Après 20 ans d’activité dans le quartier de La Plaine Saint-Denis, la Compagnie Jolie môme se voit privée de son outil de travail : le théâtre La belle étoile.

Une longe histoire de militantisme culturel

La Compagnie jolie môme est une troupe théâtrale unique en son genre.

Créée en 1983, elle a construit et fait vivre le théâtre La belle étoile, ancienne salle des fêtes dans le cœur de Saint-Denis, depuis 2004. Leur activisme culturel et politique transpire, touchant différentes formes artistiques : accompagnements musicaux des travailleurs en grève, fanfares dans les manifestations, ateliers de musique et de théâtre, représentations de leur répertoire (Bertolt Brecht, Dario Fo, Jacques Prévert, etc.). Autant d’évènements pour les habitants et les habitantes de La Plaine Saint-Denis qui permettent des moments de rencontre, de partage et de réflexion autour de notre société.

De plus, ils organisent tous les ans, au mois de juillet, leur festival la belle rouge, dans le petit village d’Auvergne Saint-Amant-Roche-Savin, qui réunit des centaines de spectateurs.

Un espace citoyen

C’est au 14 rue Saint-Just, dans le cœur du quartier de La Plaine Saint-Denis, que se trouve le théâtre La belle étoile. À l’entrée, le drapeau rouge est levé et accompagne nos yeux vers un emblématique tréteau en bois. Au-dessus est inscrit : Une seule patrie, l’humanité.

On y respire une atmosphère chargée d’énergies : la lutte, le partage et la convivialité. Mais aujourd’hui tout a changé. Après 20 ans de travail et de luttes, le drapeau rouge se baisse à La belle étoile à cause d’une décision controversée de la nouvelle municipalité socialiste, installée depuis 2020.

Mairie socialiste et Compagnie jolie môme : une coexistence compliquée

Les rapports entre la Compagnie et cette municipalité ont toujours été conflictuels.

La politique d’expulsion de locaux municipaux des associations socialement engagées avait déjà commencé avec l’expulsion de l’association MaMaMaa, fondée en 2020 par des bénévoles de l’APHP et de la Croix Rouge avec l’objectif d’aider les mères en situation de précarité sévère.

Pour la compagnie, la politique de favorisation de la compétitivité et la commercialisation de la culture mise en place par la mairie entre en collision avec leur vision de la solidarité et de la culture.
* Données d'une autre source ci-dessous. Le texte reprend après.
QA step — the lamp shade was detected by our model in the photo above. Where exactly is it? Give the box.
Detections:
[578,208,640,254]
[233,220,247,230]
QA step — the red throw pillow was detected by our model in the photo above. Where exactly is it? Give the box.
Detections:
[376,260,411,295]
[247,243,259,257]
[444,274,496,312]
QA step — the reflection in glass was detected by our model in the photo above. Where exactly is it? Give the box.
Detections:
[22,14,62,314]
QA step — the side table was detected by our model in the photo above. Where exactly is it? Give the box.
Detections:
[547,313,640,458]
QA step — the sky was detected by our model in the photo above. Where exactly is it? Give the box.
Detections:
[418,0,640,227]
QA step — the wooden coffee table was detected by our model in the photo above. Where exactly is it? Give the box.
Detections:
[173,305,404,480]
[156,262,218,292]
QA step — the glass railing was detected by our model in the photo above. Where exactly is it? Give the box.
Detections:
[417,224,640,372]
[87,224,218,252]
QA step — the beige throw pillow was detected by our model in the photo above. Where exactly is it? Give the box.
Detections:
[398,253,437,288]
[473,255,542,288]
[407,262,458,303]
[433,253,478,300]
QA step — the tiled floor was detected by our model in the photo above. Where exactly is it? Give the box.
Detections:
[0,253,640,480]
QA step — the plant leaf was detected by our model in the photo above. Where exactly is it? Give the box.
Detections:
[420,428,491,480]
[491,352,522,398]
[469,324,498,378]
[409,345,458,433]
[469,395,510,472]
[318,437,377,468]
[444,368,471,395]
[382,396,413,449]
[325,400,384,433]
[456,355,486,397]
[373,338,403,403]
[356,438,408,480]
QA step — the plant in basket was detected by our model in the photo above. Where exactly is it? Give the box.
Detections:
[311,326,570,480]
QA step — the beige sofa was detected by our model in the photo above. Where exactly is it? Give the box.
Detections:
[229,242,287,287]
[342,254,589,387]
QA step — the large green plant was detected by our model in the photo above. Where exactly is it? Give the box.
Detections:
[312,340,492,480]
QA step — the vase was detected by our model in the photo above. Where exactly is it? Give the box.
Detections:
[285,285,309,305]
Ils dénoncent la volonté municipale de faire de Saint-Denis une belle vitrine pour le monde entier lors des JO 2024, sans une vision pérenne pour les habitantes et les habitants.
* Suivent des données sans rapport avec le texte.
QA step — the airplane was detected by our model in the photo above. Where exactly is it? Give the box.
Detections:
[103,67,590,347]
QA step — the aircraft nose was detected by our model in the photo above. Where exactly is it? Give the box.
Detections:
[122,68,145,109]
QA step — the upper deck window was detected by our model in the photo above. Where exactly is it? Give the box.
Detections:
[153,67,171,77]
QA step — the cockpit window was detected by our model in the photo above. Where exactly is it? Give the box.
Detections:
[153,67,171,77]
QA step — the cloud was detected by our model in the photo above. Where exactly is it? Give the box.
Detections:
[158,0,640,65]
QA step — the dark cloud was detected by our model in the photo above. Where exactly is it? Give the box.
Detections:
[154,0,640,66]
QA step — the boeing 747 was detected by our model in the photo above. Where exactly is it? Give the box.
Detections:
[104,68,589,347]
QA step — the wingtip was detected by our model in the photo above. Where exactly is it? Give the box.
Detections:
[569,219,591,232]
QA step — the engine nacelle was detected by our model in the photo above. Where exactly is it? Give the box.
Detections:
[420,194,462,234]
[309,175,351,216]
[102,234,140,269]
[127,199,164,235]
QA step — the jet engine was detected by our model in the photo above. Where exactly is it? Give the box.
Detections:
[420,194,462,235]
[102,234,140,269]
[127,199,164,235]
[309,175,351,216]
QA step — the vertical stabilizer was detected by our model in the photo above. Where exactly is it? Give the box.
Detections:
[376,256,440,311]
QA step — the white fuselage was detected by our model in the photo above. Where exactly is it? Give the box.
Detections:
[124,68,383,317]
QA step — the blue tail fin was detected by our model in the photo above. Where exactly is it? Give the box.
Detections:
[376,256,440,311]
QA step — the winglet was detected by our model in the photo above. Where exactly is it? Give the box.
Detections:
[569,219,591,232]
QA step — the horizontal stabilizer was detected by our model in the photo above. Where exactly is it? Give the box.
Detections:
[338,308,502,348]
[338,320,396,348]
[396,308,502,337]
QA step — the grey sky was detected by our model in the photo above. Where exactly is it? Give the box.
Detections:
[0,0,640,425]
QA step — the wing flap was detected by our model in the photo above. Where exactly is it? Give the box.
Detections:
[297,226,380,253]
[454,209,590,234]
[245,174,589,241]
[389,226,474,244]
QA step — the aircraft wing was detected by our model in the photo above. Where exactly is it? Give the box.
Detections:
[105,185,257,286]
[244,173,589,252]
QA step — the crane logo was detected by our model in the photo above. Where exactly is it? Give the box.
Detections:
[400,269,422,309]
La mairie socialiste rejette ces accusations et affirme que “L’ouverture du théâtre et la programmation de nombreux spectacles, c’est un élément clef de notre cahier des charges sur lequel la compagnie Jolie Môme n’a pas souhaité se positionner.”

Avant le renouvellement de l’appel à projet pour la gestion du lieu, la mairie avait proposé un changement dans les conditions, les obligeant désormais à payer les charges s’élevant à 40 000€ par an.

Enfin, la mairie décide de désigner un nouveau gestionnaire. La compagnie a plié bagage le 1ᵉʳ janvier dernier.

Souhaitant terminer sa saison culturelle, elle avait ouvert une pétition qui a atteint les 9 000 signatures. Le tout conclu par une « Manifestation artistique, intellectuelle et politique », Hypernova : un weekend de spectacles, débats, conférences et musique ayant compté plus de 1300 spectateurs en trois jours.

La colère liée à cet évènement se mélange à la prise de conscience que la logique capitaliste n’épargne aucun secteur et aucun travailleur. La Compagnie jolie môme représente une dizaine d’intermittents du spectacle vivant, privés de leur outil de travail et jetés dans la mer des intermittents précarisés (plus de 300 000 en 2022) qui font leur course au cachet en cherchant des bons plans pour s’en sortir.